Not only was the whisk broom dance good enough to get them the gig, Burns writes, “he thought the brooms were so good he also put them in the picture. So Gracie and I ended up teaching Fred Astaire how to dance.”
You can see why the audition worked like it did. The “Put Me to the Test” number, which features the whisk broom dance, is an absolute delight, and George and Gracie more than hold their own; she’s especially fun to watch, tip-tapping in her high heels right alongside one of the great hoofers of all time. And again, Stevens plays out the entire, long dance without close-ups or cuts, moving the camera “upstage” and “downstage,” but otherwise keeping us in a lovely, light-footed three-shot, to fully take in their interplay and acrobatics.
Gracie also shines in her performance of “Stiff Upper Lip” – sporting a lovely singing voice and cheerful delivery – which leads into “Fun House,” another marvelous three-person dance number, wherein our leads having a great time with the slides, funhouse mirrors, and moving surfaces at the amusement park.
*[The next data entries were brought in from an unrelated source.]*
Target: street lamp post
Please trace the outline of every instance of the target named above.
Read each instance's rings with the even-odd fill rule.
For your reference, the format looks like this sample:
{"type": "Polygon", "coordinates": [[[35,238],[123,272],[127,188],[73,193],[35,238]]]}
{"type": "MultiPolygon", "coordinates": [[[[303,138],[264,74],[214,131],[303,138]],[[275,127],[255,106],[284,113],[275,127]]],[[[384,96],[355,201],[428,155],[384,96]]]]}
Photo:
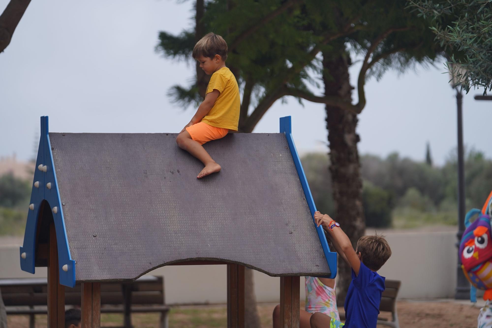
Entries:
{"type": "MultiPolygon", "coordinates": [[[[452,86],[456,90],[456,107],[458,111],[458,232],[457,247],[460,246],[460,242],[464,231],[464,170],[463,155],[463,94],[461,87],[458,85],[460,82],[460,77],[463,76],[464,70],[457,65],[452,65],[452,69],[454,74],[452,75],[452,86]]],[[[458,254],[458,267],[457,267],[456,299],[467,299],[470,297],[470,284],[461,268],[461,261],[458,254]]]]}

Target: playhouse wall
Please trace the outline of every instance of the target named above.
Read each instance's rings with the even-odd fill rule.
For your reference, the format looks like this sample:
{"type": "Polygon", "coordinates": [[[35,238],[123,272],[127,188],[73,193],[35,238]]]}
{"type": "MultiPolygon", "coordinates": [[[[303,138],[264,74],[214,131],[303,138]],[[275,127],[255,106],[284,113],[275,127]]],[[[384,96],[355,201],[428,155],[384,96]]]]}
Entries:
{"type": "MultiPolygon", "coordinates": [[[[387,279],[401,280],[400,298],[453,297],[456,286],[456,230],[386,232],[393,255],[380,270],[387,279]]],[[[9,243],[12,242],[9,241],[9,243]]],[[[22,243],[22,240],[20,242],[22,243]]],[[[224,265],[176,265],[150,274],[163,275],[166,301],[177,303],[223,303],[226,300],[224,265]]],[[[34,275],[21,271],[19,245],[0,245],[0,278],[46,277],[46,268],[34,275]]],[[[258,302],[277,302],[279,278],[255,271],[258,302]]],[[[304,300],[304,279],[301,279],[304,300]]]]}

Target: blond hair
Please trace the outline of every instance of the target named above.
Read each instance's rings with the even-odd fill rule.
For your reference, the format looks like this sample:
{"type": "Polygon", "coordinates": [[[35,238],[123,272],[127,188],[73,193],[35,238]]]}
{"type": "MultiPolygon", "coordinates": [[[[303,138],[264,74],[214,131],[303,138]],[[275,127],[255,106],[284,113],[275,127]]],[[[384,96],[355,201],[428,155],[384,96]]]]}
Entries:
{"type": "Polygon", "coordinates": [[[227,59],[227,43],[222,36],[212,32],[196,43],[191,54],[195,59],[202,56],[213,58],[215,55],[220,56],[225,62],[227,59]]]}
{"type": "Polygon", "coordinates": [[[361,252],[362,262],[372,271],[381,268],[391,256],[391,249],[382,235],[363,236],[357,241],[357,252],[361,252]]]}

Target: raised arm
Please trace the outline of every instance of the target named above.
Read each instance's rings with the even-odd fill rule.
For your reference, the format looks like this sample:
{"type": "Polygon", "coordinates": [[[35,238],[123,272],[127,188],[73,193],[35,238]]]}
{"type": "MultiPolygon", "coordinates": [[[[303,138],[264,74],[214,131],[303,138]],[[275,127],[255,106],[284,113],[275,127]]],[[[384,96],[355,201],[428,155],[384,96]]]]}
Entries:
{"type": "Polygon", "coordinates": [[[328,234],[328,239],[330,241],[332,242],[332,244],[333,245],[333,247],[335,248],[335,250],[337,251],[337,253],[338,254],[341,259],[343,260],[345,263],[348,264],[349,265],[350,265],[350,263],[348,262],[348,260],[347,259],[347,257],[345,256],[345,253],[341,249],[341,247],[340,246],[340,244],[338,243],[335,239],[332,238],[332,236],[328,234]]]}
{"type": "MultiPolygon", "coordinates": [[[[318,227],[322,225],[323,228],[328,233],[332,239],[335,241],[334,246],[335,246],[336,243],[338,244],[341,252],[346,258],[348,264],[355,273],[355,275],[359,275],[359,270],[361,268],[361,260],[354,250],[350,239],[347,235],[339,227],[335,226],[332,229],[330,229],[330,226],[333,226],[335,221],[328,214],[322,214],[319,211],[316,211],[314,213],[314,220],[318,227]]],[[[336,248],[337,246],[335,246],[335,248],[336,248]]]]}

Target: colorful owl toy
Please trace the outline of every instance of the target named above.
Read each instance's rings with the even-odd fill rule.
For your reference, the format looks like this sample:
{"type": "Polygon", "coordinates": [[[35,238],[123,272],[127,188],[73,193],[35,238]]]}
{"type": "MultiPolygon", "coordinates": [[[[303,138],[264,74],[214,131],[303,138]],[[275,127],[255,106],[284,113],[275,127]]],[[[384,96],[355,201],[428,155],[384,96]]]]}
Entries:
{"type": "Polygon", "coordinates": [[[492,193],[481,211],[473,209],[465,218],[466,227],[461,242],[459,254],[465,276],[471,284],[485,290],[484,299],[492,300],[492,227],[491,226],[491,206],[492,193]],[[480,216],[473,222],[470,218],[480,216]]]}

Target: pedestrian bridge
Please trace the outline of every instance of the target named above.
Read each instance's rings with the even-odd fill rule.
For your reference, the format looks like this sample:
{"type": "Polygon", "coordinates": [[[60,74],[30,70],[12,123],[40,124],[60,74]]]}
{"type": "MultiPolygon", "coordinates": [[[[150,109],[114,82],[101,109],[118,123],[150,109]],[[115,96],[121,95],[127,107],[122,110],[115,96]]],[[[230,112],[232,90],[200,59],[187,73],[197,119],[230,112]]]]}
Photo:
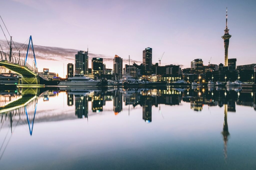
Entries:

In stark contrast to “Put Me to the Test,” which keeps the camera loose and wide to create something like watching the performers on stage, “Fun House” is a sequence that vibrates with the magic of movies; it’s giving trick photography, it’s giving circling camerawork, it’s giving snappy cutting, and there’s a beautiful moment where a squished mirror creates us a three-shot of just their feet. It’s striking how well synchronized they were; George and Gracie weren’t dancers, per se, but they were vaudevillians, so they were. (The “Fun House” number won that year’s Oscar for Best Dance Direction, which was apparently a category once!)
“Things Are Looking Up,” Astaire’s garden dance scene with Fontaine, is also a thrill. Light, graceful, and romantic, it has what his best dances with Ginger had: a sense of using dance to tell a story, specifically one of attraction and affection. (Also, did literally anyone ever look more resplendent in a tuxedo?) And “Nice Work If You Can Get It” is both a closer and a show-stopper, its spotlight section finding Astaire tap-dancing while surrounded by a drum set, which he hits with a pair of drumsticks and his feet. (It is, again, shot in a continuous take.)
There’s a reason that Astaire and Rogers attained the cultural cache they did; there was a particular alchemy at work there, an indefinable quality that made magic when they shared the screen. Fontaine is no Ginger, nor are George and Gracie. But A Damsel in Distress has pleasures of it own, and is ripe for rediscovery.
“A Damsel in Distress” is streaming on HBO Max.